Malaysian food has been influenced by various cultures around the world, especially the three main ethnic groups in Malaysia – Malays, Chinese and Indians. Some dishes are very similar to the ones you find in Thailand but they have their own distinct flavours. Here are a few to try out the next time you are in Malaysia.
Nasi Lemak – Referred to as their national dish, this is rice cooked in coconut milk and served with fried anchovies, peanuts, hard boiled eggs, cucumber and a spicy chilli paste called sambal. Traditionally it comes wrapped in banana leaf. When you open the green pocket, you will be greeted with the pleasant coconut aroma. For a more expensive version of this dish, you will also get a piece of fried chicken.
Satay – grilled marinated meat or chicken with a special peanut sauce and cucumber. Very similar to the ones in Thailand but there is no pork variety.
Bak Kut Teh – a pork ribs soup cooked with herbs, garlic and soy sauce for many hours. Traditionally eaten by hard working Chinese working on the wharfs at Port Klang, this soup is believed to be good for health.

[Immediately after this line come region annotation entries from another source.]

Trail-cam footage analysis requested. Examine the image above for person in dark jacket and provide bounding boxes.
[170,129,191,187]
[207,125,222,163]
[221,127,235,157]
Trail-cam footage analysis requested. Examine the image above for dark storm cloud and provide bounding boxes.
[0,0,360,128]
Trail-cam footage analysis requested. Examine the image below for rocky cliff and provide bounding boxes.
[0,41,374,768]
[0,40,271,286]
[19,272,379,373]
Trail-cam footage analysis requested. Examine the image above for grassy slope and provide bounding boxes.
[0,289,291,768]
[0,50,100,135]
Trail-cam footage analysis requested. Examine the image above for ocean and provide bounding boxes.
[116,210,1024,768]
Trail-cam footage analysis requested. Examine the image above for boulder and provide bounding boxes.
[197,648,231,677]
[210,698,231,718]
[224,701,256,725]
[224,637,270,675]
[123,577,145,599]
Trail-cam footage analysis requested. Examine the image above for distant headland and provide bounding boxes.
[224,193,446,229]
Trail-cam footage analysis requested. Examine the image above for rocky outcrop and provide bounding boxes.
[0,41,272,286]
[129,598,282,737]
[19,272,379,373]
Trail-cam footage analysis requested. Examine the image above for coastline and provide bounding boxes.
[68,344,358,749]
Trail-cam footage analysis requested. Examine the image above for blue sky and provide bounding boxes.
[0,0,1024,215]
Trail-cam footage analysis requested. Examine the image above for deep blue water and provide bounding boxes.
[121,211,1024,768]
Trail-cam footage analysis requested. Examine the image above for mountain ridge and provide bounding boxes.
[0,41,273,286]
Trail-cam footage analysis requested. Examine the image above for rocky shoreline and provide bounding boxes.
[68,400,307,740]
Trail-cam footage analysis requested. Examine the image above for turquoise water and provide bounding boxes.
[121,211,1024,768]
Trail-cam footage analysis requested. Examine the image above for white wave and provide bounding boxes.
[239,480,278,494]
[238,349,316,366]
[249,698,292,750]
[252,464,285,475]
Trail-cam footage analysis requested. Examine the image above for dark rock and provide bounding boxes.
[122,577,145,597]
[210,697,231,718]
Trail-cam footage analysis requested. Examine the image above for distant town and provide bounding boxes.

Banana Leaf Rice – Southern Indian cuisine, white rice served on banana leaf with an assortment of vegetables, curry, fried meat or fish and papadum (thin, crisp Indian chips). This is quite a fun experience! You can choose your own fish, squid or chicken to be deep fried and sample various curries. The locals eat this with bare hands so follow them and get messy! I tried the one call Raju’s at Jalan Gasing and the food was quite nice with open-air seatings. Click here for map and address.
Rojak – a fruit salad with a topping of sweet thick dark prawn paste, grounded peanuts and some yau cha kwai (Chinese fried donut). The Penang version is particularly popular. Not exactly the fruit salad you imagine. Tell them to put in less sauce for a healthier version.
Kaya Toast – breakfast food. Kaya (sweet coconut and egg jam) on white toast : ) Kaya can come in normal flavor (orange color) or pandan flavor (green color). Traditionally served with a cup of local coffee/tea and soft-boiled eggs in soy sauce and ground white pepper.
Teh Tarik – My personal favourite, this is Indian milk tea made from black tea, condensed milk and evaporated milk. This is very similar to Thai iced tea but they use different kind of tea leaves. Can be enjoyed hot or iced and is commonly found in restaurants, stalls and kopi tiams. Order less sweet if you are watching your sugar!
Cendol – smooth green rice noodles in chilled coconut milk and coconut palm sugar, sometimes topped with sweet corn. This is ‘lod chong’ in Thailand.